Sven Ambrosy, district administrator of the Friesland district in the state of Lower Saxony, whose Ministry of the Interior is responsible for the air rescue station adds: "ADAC Luftrettung does an excellent job on behalf of the state of Lower Saxony and is a very important partner for our rescue service to care for people in the region. We are pleased that the ADAC air rescue is now based in Sanderbusch as usual and that the new building means it is even more closely linked to the location in the Friesland district. Congratulations on the new modern air rescue station for the Christoph 26 helicopter.”
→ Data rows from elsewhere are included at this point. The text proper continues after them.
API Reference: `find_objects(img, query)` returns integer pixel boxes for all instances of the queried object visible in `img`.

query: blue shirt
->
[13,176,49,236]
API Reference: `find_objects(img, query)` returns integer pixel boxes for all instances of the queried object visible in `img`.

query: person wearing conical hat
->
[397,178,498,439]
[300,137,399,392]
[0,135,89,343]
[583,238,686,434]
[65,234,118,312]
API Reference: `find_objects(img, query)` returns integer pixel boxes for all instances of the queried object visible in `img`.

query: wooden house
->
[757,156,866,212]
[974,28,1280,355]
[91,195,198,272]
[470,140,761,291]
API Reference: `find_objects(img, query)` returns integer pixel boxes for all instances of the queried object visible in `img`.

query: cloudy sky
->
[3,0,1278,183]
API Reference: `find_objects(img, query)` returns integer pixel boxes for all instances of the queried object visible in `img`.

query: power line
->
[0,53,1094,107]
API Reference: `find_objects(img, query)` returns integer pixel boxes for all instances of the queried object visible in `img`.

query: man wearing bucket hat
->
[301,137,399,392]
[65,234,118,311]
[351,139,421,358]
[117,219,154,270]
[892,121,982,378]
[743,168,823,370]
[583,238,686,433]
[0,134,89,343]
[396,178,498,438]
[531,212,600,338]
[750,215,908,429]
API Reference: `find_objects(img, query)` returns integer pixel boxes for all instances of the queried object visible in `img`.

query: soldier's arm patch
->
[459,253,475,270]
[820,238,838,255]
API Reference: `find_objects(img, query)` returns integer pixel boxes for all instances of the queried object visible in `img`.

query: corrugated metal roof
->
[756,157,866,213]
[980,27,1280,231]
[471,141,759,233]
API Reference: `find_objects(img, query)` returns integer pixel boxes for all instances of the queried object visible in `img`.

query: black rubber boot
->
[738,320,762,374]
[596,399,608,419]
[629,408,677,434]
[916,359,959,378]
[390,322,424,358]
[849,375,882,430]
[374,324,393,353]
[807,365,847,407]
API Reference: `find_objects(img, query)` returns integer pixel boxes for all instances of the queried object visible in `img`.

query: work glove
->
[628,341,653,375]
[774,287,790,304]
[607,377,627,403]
The planners attached particular importance to the station's visual integration into the region, choosing a calm clinker brick for the facade. With 1,080 sqm on two floors, the new station offers more than twice as much space as before to store medical equipment and special equipment such as night vision devices for rescue operations at dusk or in the dark (part of the night vision imaging system - NVIS). Sanderbusch is one of three ADAC stations that are operational 24/7. Its pilots and crews are specially trained for operations in minimal light conditions and using NVIS technology.
ADAC's air rescue service has operated in the Friesland municipality of Sande since 1983. This makes the home of Christoph 26 one of the oldest stations in the nationwide network managed by the flying Yellow Angels, which operates 37 locations and more than 50 rescue helicopters.
"In retrospect, the stationing of Christoph 26 at the Northwest Hospital in Sanderbusch has proved to be a model for success," says managing director of Friesland Kliniken Dr Werner Wodrich. "This has resulted in cooperation by many participants in coastal health care, which is very much to the benefit of the people."
The Sanderbuscher crews have taken on more than 50,000 missions over the past four decades, 13,61 of them in 2021. In the first half of 2022, Christoph 26 was called out 771 times, a more than 20 per cent increase compared to its 595 missions in the first six months of 2021.